Creates a breakpoint at Line in Module.

 delete_break(Module, Line) -> ok Delete a breakpoint. Module = atom() Line = int()

Deletes the breakpoint at Line in Module.

 break_in(Module, Name, Arity) -> ok | {error,function_not_found} Create breakpoints in the specified function. Module = Name = atom() Arity = int()

Creates a breakpoint at the first line of every clause of function Module:Name/Arity.

 del_break_in(Module, Name, Arity) -> ok | {error,function_not_found} Delete breakpoints from the specified function. Module = Name = atom() Arity = int()

Deletes the breakpoints at the first line of every clause of function Module:Name/Arity.

 no_break() -> ok no_break(Module) -> ok Delete all breakpoints.

Deletes all breakpoints, or all breakpoints in Module.

 disable_break(Module, Line) -> ok Make a breakpoint inactive. Module = atom() Line = int()

Makes the breakpoint at Line in Module inactive.

 enable_break(Module, Line) -> ok Make a breakpoint active. Module = atom() Line = int()

Makes the breakpoint at Line in Module active.

 action_at_break(Module, Line, Action) -> ok Set the trigger action of a breakpoint. Module = atom() Line = int() Action = enable | disable | delete

Sets the trigger action of the breakpoint at Line in Module to Action.

 test_at_break(Module, Line, Function) -> ok Set the conditional test of a breakpoint. Module = atom() Line = int() Function = {Module,Name}  Name = atom()

Sets the conditional test of the breakpoint at Line in Module to Function. The function must fulfill the requirements specified in section Breakpoints.

 get_binding(Var, Bindings) -> {value,Value} | unbound Retrieve a variable binding. Var = atom() Bindings = term() Value = term()

Retrieves the binding of Var. This function is intended to be used by the conditional function of a breakpoint.

 all_breaks() -> [Break] all_breaks(Module) -> [Break] Get all breakpoints. Break = {Point,Options}  Point = {Module,Line}   Module = atom()   Line = int()  Options = [Status,Trigger,null,Cond|]   Status = active | inactive   Trigger = enable | disable | delete   Cond = null | Function    Function = {Module,Name}     Name = atom()

Gets all breakpoints, or all breakpoints in Module.

 snapshot() -> [Snapshot] Get information about all processes executing interpreted code. Snapshot = {Pid, Function, Status, Info}  Pid = pid()  Function = {Module,Name,Args}   Module = Name = atom()   Args = [term()]  Status = idle | running | waiting | break | exit | no_conn  Info = {} | {Module,Line} | ExitReason   Line = int()   ExitReason = term()

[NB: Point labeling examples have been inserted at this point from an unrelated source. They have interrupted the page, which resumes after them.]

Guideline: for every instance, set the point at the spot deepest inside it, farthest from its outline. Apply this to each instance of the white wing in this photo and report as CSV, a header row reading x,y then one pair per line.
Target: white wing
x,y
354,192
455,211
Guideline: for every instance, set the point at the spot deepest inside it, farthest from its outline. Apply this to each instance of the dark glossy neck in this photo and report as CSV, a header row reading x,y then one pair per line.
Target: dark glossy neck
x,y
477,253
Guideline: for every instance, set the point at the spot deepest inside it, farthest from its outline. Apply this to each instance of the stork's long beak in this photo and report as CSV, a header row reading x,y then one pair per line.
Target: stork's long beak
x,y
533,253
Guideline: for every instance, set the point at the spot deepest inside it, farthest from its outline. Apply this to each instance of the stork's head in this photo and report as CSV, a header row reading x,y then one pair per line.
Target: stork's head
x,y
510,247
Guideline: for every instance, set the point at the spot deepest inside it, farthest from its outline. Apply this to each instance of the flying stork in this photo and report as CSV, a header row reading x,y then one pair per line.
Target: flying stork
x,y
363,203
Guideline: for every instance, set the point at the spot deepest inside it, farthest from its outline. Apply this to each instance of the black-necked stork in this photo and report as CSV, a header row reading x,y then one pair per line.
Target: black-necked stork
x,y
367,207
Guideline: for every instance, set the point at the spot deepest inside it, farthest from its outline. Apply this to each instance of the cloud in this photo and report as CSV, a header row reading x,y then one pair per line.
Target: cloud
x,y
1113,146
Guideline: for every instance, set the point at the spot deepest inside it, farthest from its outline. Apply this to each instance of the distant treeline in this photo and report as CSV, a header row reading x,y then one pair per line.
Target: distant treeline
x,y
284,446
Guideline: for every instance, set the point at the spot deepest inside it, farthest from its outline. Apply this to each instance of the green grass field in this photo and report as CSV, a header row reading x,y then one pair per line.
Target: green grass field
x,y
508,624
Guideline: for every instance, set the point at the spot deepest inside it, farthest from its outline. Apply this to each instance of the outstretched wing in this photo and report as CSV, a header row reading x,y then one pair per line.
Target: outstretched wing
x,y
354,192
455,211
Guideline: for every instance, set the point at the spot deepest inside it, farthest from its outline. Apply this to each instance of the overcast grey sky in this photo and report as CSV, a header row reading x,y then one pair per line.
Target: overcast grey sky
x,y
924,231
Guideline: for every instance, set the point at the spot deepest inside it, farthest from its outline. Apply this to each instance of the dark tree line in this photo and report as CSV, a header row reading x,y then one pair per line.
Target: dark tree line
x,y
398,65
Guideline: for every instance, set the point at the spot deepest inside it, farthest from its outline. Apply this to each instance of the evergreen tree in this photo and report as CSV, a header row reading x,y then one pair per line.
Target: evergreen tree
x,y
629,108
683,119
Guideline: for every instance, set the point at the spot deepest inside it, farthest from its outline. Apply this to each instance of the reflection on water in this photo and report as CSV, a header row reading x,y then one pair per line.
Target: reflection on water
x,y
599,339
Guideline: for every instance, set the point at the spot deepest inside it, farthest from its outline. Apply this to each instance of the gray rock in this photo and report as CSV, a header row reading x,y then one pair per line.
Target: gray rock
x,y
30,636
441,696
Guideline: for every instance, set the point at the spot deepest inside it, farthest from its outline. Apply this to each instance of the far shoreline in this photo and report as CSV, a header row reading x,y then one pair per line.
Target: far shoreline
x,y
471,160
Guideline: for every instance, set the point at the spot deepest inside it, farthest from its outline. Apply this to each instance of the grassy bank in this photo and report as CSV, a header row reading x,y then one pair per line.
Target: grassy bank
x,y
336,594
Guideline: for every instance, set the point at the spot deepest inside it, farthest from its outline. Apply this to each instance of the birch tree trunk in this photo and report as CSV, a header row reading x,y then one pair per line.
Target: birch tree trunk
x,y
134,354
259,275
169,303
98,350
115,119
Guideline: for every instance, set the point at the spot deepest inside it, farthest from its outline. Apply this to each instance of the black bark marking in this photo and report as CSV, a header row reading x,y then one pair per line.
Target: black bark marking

Gets information about all processes executing interpreted code.

Pid - Process identifier. Function - First interpreted function called by the process. Status - Current status of the process. Info - More information.

Status is one of the following:

idle - The process is no longer executing interpreted code. Info={}. running - The process is running. Info={}. waiting - The process is waiting at a receive. Info={}. break - Process execution is stopped, normally at a breakpoint. Info={Module,Line}. exit - The process is terminated. Info=ExitReason. no_conn - The connection is down to the node where the process is running. Info={}. clear() -> ok Clear information about processes executing interpreted code.

Clears information about processes executing interpreted code by removing all information about terminated processes.

 continue(Pid) -> ok | {error,not_interpreted} continue(X,Y,Z) -> ok | {error,not_interpreted} Resume process execution. Pid = pid() X = Y = Z = int()

Resumes process execution for Pid or c:pid(X,Y,Z).